So Benner went to the School Board meeting on May 20, 2014 and told Board members what he thought:
“So, here we are, 51 years later, and currently in our schools, lack of character is now being excused due to students’ skin color . . . I believe we are crippling our black children by not holding them to the same expectations as other students. I am here because black students can and should behave in any classroom, regardless of race, gender, or ethnicity of their teacher . . . we can do a better job in St. Paul helping our black students and others . . . [C]ussing out your teacher is not black culture; not following directions is not black culture; hitting other students is not black culture; and assaulting your teacher is not black culture . . . We are losing our black kids to the streets. It’s already hard for these kids. Don’t make excuses for them, because the police will not have excuses for them when they lock them up.”
Over the next school year – 2014-15 – the District investigated Benner 4 times and disciplined him 3 times. He had never been disicplined before in his entire 19 year teaching career. He ultimately resigned in summer 2015 because he thought he had no choice.
He brought a claim for constructive discharge against the District.
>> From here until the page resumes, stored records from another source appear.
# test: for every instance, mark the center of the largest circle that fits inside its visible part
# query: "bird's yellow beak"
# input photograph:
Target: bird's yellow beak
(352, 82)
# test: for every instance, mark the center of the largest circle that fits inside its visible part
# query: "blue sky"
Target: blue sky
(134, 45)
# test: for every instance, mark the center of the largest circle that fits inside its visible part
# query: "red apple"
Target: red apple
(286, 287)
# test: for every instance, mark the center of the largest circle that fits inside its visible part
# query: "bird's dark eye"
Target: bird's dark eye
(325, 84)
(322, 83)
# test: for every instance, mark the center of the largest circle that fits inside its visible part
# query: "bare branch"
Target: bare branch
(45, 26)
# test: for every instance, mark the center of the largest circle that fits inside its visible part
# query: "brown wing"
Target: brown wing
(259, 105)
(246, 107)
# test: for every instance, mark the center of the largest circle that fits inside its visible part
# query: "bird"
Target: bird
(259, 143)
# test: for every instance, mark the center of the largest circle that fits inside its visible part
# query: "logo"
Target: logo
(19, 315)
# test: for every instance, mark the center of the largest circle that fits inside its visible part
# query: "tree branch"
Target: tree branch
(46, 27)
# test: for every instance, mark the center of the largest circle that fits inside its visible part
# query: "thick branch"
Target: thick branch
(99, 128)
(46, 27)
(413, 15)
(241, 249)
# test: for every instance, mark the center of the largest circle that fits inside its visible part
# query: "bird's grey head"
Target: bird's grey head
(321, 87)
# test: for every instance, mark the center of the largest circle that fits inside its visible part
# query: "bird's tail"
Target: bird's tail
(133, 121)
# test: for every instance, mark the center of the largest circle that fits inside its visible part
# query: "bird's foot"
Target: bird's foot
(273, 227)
We represented him and defeated the District’s motion for summary judgment in May 2019. In August 2019, the Court ruled that Benner could seek punitive damages for the District’s conduct.
In September 2019 – just weeks before trial – the District settled his case for $525,000.
We were honored to represent Benner, who had the courage of his convictions and told the truth about the tragic impact of the District’s decision to focus more on students’ race than their character.